Ah, I didn't realize the Isight was firewire. I've got an IMac Isight
so that is quite interesting. I've never owned a machine that had
firewire capability so is there a lot of hardware beyond cameras and
drives that utilize firewire? I know usb your limited to I believe
127 devices on any one port so I imagine there's some limit with
firewire as well. I guess firewire is sort of like scsi without all
the mess of termination etc.
Thanks for the bits of info, you learn something new everyday..grin
Scott
On Jan 6, 2006, at 11:05 PM, Bruce Bailey wrote:
Firewire devices can be daisy-chained. That is, one device plugged
into another into another.

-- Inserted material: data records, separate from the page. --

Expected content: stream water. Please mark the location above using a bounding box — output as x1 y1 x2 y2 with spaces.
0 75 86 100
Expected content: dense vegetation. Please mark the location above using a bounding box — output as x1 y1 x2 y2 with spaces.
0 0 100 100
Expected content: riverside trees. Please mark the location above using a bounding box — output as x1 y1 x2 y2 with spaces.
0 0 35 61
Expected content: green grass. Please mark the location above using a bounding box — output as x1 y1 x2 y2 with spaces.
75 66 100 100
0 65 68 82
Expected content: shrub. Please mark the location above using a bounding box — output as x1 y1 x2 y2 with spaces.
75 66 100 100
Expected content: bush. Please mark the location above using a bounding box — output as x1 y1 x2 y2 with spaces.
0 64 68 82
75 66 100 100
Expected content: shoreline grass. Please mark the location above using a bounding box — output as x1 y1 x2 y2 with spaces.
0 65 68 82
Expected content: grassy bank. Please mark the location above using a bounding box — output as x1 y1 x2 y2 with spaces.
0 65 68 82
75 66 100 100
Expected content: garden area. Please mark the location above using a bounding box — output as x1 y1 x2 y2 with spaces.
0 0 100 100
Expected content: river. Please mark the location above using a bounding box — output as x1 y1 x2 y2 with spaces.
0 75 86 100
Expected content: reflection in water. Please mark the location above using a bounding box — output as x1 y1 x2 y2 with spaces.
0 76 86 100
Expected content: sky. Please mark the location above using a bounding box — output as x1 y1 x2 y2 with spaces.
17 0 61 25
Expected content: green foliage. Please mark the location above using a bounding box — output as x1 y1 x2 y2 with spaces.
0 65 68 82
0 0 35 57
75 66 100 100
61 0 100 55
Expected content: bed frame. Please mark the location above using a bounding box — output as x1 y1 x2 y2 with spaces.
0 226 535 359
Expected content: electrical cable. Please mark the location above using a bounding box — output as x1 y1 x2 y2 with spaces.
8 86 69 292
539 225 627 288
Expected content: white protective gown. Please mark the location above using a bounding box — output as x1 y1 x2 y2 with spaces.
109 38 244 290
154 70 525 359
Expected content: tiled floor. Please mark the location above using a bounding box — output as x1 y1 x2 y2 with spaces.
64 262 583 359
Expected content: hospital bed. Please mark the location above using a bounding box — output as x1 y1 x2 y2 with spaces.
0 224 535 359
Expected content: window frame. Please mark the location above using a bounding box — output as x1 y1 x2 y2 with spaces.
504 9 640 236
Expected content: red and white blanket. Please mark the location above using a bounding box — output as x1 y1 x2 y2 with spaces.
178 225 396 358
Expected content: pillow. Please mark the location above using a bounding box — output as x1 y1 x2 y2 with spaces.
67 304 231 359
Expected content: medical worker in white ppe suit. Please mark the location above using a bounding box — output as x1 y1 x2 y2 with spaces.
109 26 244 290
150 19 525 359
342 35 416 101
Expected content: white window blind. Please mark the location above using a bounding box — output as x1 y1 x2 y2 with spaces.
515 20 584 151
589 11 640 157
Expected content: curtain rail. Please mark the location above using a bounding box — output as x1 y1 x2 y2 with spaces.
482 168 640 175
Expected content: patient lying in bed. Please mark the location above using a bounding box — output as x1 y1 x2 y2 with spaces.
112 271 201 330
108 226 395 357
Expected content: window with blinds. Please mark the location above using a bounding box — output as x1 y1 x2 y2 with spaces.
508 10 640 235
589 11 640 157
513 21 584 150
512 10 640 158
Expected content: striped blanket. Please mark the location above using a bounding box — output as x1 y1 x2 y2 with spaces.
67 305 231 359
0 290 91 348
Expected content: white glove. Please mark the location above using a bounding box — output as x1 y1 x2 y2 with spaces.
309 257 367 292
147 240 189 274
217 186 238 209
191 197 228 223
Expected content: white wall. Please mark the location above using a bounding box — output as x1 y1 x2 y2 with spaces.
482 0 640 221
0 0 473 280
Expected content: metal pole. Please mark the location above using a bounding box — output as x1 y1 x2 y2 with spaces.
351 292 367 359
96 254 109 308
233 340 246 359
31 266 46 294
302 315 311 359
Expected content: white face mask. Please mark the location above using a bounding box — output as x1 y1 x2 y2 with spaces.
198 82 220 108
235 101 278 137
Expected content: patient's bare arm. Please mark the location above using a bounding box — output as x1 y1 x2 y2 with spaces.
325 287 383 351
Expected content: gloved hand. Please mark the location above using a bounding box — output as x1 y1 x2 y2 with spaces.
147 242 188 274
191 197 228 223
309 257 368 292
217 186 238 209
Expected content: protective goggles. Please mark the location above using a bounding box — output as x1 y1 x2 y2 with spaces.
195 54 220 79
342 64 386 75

This is as opposed to the hub and spoke
topology used by USB. Desktop Macs have two Firewire ports as much
for this reason as any other. One can actually network Macs using
Firewire. Who remembers phone net cables and early AppleTalk?
Firewire is better than USB for anything that benefits from a
sustained data transfer rate. Or anything with a modest power
requirement (like an external hard drive) so that an external power
supply is not required. This is why the iSight cameras are so much
better quality than Windows USB web cams.
The only significant advantage of USB is that it is less expensive.
(This, of course, leads to it being more widely used. The popularity
of USB is based only on the cost factor, not any technical
superiority. But popularity is an important factor.)